Is the coronavirus over? Not for everyone

Dr. Hagai Boas | 02.06.2021 | Photo: Unsplash

חיסון קורונה

After a year and three months of coronavirus pandemic restrictions in Israel, the health ministry issued the dramatic announcement: on June 1 the restrictions will be lifted. Israel is marching towards a new era, where the green pass or the purple pass will no longer apply, and that is definitely good news. But we mustn't forget those who belonged to risk groups in the first place, and who are not protected by the vaccine: the immunosuppressed, including organ transplantees.

If hitherto the immunosuppressed had a slight sense of security, thanks to the green pass regulations that created “coronavirus-free spaces,” from now on the joint spaces will no longer be protected and separated for them. Dr. Hagai Boas, head of the Science, Technology, and Civilization cluster at the Van Leer Jerusalem Institute, a kidney and liver transplantee, discusses the significance of the vaccine for people in his condition, in an article first published in the Hebrew edition of Haaretz on April 8, 2021. Ahead of the lifting of the green and purple pass regulations on June 1, we present the full article here:

 

Think about us organ transplantees, too

Israel rightfully boasts high levels of vaccination and serves as a model for the efficiency and necessity of the health funds as healthcare agencies that mediate between the state and the individual. And no less importantly: it also serves as a model thanks to the masses of Israelis who got vaccinated out of concern for their health and the health of their environment. There are always pockets of anti-vaccination resistance: from children's vaccinations to periodic vaccinations such as the flu vaccine. The social-demographic profile of the vaccine-hesitant and anti-vaccine groups can also be characterized. However, the coronavirus vaccines pose a special challenge. The vaccine was approved relatively quickly by the FDA in the US, and subsequently also by the Israeli Ministry of Health. The approval included reservations and comments, and actually stage IV of the vaccine experiment is the “wet” stage, in which side effects and success rates among the vaccinated population are monitored.

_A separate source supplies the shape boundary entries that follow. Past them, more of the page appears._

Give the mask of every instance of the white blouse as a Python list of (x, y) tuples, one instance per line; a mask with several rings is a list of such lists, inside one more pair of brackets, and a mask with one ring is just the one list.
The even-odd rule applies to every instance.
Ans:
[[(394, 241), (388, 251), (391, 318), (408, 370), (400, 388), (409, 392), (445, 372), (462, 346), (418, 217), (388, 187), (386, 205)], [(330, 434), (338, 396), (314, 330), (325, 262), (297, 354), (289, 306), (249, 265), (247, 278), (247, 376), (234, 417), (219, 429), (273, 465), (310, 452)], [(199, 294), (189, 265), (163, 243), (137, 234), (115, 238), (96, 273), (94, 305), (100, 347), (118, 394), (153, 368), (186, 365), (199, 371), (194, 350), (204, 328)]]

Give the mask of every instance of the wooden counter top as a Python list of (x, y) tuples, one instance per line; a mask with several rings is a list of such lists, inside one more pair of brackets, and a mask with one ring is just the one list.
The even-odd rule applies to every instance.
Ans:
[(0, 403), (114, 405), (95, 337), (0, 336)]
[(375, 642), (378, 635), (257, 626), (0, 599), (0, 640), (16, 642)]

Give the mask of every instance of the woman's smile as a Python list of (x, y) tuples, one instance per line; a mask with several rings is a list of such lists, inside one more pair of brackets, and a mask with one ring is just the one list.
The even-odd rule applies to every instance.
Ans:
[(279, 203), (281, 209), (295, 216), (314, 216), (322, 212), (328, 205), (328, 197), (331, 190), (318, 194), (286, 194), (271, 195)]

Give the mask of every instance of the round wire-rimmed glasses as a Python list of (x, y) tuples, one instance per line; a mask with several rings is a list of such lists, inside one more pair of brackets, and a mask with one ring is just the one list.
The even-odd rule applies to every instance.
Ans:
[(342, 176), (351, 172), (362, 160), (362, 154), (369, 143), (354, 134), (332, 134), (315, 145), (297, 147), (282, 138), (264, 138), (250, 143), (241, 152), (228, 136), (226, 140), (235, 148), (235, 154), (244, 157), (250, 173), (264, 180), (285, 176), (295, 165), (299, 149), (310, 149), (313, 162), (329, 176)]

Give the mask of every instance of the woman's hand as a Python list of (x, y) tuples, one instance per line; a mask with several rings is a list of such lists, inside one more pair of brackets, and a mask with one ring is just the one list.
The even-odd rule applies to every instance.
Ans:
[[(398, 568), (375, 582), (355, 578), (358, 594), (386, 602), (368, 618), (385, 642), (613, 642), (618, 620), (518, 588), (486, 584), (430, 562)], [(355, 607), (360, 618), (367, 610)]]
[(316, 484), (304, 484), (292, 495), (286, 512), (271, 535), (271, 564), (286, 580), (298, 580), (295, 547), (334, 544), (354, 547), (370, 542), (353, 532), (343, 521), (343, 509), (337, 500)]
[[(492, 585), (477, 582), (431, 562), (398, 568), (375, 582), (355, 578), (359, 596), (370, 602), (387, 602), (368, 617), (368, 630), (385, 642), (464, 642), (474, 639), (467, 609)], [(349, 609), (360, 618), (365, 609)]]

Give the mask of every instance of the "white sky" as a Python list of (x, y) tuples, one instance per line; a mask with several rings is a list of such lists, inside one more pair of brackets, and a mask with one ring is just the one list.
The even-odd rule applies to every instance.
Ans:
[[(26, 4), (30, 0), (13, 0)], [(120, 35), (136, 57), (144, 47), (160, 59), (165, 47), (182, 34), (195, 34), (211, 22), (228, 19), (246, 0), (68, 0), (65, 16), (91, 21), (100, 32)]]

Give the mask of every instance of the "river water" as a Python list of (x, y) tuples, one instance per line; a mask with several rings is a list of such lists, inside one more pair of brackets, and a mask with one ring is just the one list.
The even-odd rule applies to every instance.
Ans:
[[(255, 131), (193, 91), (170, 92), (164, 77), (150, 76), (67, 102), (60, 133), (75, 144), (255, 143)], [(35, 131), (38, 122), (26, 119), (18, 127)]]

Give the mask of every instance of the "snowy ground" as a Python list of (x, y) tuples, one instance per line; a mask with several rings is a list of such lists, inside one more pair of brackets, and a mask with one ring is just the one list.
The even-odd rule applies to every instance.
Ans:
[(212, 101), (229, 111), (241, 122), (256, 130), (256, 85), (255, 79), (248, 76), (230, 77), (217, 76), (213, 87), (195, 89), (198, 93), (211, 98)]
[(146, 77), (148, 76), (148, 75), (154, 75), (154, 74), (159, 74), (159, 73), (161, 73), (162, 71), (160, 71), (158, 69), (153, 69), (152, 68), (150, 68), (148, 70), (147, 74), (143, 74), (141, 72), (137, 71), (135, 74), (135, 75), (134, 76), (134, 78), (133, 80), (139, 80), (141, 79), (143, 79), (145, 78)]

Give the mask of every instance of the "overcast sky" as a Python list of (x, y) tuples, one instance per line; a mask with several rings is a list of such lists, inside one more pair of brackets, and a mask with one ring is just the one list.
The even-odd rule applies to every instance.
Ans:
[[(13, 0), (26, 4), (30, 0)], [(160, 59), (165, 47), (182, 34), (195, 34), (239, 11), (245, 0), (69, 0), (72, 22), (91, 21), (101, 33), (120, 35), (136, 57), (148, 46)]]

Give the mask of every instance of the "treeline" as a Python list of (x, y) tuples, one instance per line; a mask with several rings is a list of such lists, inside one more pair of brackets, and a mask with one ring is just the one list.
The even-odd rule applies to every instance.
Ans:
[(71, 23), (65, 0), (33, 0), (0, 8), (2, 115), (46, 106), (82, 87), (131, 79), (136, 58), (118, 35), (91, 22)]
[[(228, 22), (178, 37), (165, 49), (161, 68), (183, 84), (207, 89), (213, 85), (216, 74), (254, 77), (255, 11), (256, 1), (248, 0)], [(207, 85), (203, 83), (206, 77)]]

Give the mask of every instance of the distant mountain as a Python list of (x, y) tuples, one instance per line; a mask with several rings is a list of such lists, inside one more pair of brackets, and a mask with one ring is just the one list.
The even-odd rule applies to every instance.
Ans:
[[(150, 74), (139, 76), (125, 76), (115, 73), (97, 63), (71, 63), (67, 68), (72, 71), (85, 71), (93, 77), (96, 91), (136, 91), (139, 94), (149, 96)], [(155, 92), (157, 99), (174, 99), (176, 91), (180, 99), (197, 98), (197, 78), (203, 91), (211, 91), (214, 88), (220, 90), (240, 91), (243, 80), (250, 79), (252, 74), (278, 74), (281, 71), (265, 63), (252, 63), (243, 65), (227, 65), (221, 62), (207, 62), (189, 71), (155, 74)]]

In that sense, we are all in stage IV. Ethical questions of consent to participate in stage IV, to what extent consent to be vaccinated is informed, and the nature of the relationship between the health ministry and the Pfizer company, are disturbing questions that have yet to be clarified. These, and fears of a new vaccine, motivate entire groups to avoid getting vaccinated. The tension between the individual's rights over their body and the common good that will arise from communal immunity has not eased, and solutions such as the green or purple pass raise other ethical questions.

I wish to offer another angle to examine the issue. I belong to the group of organ transplantees, who receive a cocktail of immunosuppressant drugs on a daily basis. Organ transplantees were not included in the stage III experiment groups of the coronavirus vaccines by the drug companies. The vaccines we received are actually stage III of the experiment. But it appears that despite the unequivocal recommendation of the Israeli Transplantation Society to vaccinate against the coronavirus, many of the transplantees have not developed any antibodies after being vaccinated.

Actually, we currently have no way to get out of the danger zone. Furthermore, among lung transplantees the risk of death from the coronavirus is particularly high. Among other organ transplantees the risk of death is also higher than in the general population. In simple words, we are living today like everybody was living at the beginning of the winter: without vaccines and without any foreseeable prospect of going back to normal. We are still in mortal danger.

As organ transplantees we are alive thanks to the generosity of others. Every organ transplantee and every organ donor know firsthand about solidarity and altruism. We are also well aware of the limitations of medicine: there is no medical technology for a perfect life. Health is always a relative, shaky and random concept. Vaccines are a good example of the importance of combining the social dimension and the technological dimension: solidarity without vaccines is powerless, vaccines without solidarity are an empty technology.

It may sound petty or somewhat bitter, but from the perspective of someone who wishes they could develop antibodies to the coronavirus in order to go back to normal, back to work, to meet people – the idea of doubting vaccinations whose efficiency has already been proven, the fear of long-term side effects (how long?), the claim that personal rights are being trampled by “vaccine-crazy” officials – all look like the privileges of healthy people. Criticism is important, certainly criticism of science and technology, but in the final accounting and given that we accept the safety of the vaccine, would it not be right to be vaccinated not only to protect yourself but also those who cannot be vaccinated?